Chen, Junjian, Gao, Meng, Wang, Lin, Li, Shiwu, He, Jingcai, Qin, Anjun, Ren, Li, Wang, Yingjun, Tang, Ben Zhong
ACS applied materials & interfaces 2018 v.10 no.14 pp. 11436-11442
antibacterial properties, antibiotics, antimicrobial peptides, bacteria, bacterial infections, fluorescence, fluorescence microscopy, human health, image analysis, materials science, monitoring, multiple drug resistance, scanning electron microscopy, transmission electron microscopy
Multidrug resistant bacterial infection has become one of the most serious threats to human health. Antimicrobial peptides (AMPs) have been identified as potential alternatives to antibiotics owing to their excellent bactericidal activity.
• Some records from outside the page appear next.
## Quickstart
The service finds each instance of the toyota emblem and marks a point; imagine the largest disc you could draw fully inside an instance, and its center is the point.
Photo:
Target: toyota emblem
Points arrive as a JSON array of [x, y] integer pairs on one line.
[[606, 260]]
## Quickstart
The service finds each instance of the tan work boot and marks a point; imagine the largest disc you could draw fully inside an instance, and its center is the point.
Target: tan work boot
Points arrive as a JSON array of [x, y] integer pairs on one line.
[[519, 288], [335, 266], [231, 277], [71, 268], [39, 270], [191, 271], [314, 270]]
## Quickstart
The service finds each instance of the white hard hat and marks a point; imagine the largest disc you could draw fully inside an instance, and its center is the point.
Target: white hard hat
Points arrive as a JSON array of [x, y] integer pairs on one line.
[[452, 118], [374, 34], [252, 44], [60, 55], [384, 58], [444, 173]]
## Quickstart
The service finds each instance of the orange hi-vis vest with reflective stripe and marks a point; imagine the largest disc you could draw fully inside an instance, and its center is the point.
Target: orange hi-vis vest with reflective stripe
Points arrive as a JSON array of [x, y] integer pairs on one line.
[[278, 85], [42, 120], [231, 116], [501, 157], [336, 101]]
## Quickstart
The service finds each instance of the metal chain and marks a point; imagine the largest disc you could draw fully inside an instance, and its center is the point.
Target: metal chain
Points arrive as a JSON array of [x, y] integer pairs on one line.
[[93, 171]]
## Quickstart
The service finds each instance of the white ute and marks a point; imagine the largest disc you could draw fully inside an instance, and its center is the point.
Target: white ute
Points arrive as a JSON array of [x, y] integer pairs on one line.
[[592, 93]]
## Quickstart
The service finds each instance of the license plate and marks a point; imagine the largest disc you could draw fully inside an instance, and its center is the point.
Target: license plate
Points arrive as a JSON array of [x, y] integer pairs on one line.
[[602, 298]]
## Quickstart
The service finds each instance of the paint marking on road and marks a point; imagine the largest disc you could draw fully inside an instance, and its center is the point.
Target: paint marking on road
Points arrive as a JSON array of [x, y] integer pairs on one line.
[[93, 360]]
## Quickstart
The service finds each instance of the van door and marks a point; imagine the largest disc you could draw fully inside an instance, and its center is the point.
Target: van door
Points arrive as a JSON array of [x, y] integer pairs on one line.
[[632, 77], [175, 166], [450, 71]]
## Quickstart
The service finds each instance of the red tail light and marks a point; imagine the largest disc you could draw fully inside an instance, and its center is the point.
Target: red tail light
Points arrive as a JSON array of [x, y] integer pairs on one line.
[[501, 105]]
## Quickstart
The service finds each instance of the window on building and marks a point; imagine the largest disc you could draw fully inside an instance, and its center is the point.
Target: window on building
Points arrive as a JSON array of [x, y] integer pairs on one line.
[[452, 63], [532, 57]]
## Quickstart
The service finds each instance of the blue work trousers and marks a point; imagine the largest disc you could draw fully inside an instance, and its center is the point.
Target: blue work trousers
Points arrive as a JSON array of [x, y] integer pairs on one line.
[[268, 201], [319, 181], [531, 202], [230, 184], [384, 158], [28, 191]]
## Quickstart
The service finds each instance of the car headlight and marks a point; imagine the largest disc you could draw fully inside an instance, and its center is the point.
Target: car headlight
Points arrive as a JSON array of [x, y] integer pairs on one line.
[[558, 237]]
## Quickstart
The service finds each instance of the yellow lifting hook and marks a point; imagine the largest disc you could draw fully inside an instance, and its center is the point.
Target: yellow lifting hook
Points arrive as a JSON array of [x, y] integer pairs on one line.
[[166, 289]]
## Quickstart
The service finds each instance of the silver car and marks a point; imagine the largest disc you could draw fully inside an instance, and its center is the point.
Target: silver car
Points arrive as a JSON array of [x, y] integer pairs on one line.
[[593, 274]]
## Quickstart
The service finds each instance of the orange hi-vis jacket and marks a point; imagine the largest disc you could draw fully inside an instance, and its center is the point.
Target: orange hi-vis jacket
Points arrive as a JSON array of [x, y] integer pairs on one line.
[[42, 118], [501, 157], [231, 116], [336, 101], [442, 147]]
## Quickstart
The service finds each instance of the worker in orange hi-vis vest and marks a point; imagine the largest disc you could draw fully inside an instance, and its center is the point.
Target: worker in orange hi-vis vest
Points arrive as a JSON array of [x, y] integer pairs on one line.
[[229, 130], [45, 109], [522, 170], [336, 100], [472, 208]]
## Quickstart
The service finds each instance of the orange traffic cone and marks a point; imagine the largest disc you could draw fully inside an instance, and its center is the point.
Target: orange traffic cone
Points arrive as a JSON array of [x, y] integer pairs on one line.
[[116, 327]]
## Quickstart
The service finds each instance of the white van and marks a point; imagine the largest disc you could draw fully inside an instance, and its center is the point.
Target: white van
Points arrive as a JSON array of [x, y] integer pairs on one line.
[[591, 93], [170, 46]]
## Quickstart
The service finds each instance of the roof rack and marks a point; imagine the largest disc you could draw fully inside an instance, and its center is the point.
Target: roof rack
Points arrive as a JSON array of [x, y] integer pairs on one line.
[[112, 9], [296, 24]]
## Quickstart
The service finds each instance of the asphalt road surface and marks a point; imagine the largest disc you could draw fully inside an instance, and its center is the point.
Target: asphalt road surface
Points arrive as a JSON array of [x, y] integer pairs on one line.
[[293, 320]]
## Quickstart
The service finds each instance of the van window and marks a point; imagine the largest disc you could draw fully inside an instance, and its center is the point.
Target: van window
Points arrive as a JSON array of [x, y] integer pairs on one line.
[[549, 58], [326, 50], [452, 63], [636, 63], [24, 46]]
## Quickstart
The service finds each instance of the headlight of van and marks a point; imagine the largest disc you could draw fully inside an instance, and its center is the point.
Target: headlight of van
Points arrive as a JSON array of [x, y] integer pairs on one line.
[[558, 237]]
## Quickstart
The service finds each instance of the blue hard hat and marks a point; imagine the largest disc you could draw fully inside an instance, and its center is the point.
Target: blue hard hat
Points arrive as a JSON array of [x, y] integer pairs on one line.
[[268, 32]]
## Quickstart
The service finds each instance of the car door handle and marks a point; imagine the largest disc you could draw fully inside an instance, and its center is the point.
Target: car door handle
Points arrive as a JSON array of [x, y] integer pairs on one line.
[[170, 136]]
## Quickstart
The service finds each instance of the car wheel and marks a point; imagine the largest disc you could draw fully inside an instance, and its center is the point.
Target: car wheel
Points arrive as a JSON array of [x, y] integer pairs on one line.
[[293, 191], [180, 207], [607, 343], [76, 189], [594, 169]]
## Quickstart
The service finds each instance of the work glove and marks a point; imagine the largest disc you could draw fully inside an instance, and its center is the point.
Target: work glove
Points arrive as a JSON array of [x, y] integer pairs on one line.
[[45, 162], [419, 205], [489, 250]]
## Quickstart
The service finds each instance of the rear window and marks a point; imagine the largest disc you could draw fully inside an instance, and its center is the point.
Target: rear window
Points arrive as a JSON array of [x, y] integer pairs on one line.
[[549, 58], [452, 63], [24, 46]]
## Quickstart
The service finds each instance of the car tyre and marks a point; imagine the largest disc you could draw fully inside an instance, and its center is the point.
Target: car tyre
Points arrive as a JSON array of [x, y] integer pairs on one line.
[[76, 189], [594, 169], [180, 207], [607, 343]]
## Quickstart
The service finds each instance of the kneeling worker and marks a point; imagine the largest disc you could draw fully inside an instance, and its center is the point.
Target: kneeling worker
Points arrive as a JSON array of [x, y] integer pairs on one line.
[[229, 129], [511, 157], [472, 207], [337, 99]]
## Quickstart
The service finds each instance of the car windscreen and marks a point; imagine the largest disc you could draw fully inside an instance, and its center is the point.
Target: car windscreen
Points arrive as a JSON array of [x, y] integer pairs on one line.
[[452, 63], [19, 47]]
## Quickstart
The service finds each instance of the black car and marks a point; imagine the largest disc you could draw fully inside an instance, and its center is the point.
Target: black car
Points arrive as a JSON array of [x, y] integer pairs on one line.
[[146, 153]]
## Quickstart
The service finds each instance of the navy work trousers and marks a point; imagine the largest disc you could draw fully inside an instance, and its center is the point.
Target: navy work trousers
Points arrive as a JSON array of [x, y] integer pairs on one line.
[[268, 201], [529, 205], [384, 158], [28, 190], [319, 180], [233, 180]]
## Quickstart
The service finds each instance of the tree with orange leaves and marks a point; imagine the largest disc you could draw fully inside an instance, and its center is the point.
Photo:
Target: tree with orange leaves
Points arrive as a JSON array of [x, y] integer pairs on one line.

However, the complicated bactericidal mechanism of AMPs is still poorly understood. Fluorescence imaging has many advantages in terms of dynamic monitoring, easy operation, and high sensitivity. In this study, we developed an aggregation-induced emission (AIE)-active probe AMP-2HBT by decorating the antimicrobial peptide HHC36 (KRWWKWWRR) with an AIEgen of 2-(2-hydroxyphenyl)benzothiazole (HBT). This AIE-active probe exhibited an excellent light-up fluorescence after binding with bacteria, enabling a real-time monitoring of the binding process. Moreover, a similar time-dependent bactericidal kinetics was observed for the AIE-active probe and HHC36 peptide, which indicated that the bactericidal activity of the peptide was not compromised by decorating with the AIEgen. The bactericidal mechanism of HHC36 peptide was further investigated by super-resolution fluorescence microscopy, transmission electron microscopy (TEM), and scanning electron microscopy (SEM), which suggested that the probe tended to accumulate on the bacterial membrane and efficiently disrupt the membrane structure to kill both Gram-positive and -negative bacteria. This AIE-active probe thus provided a convenient tool to investigate the bactericidal mechanism of AMPs.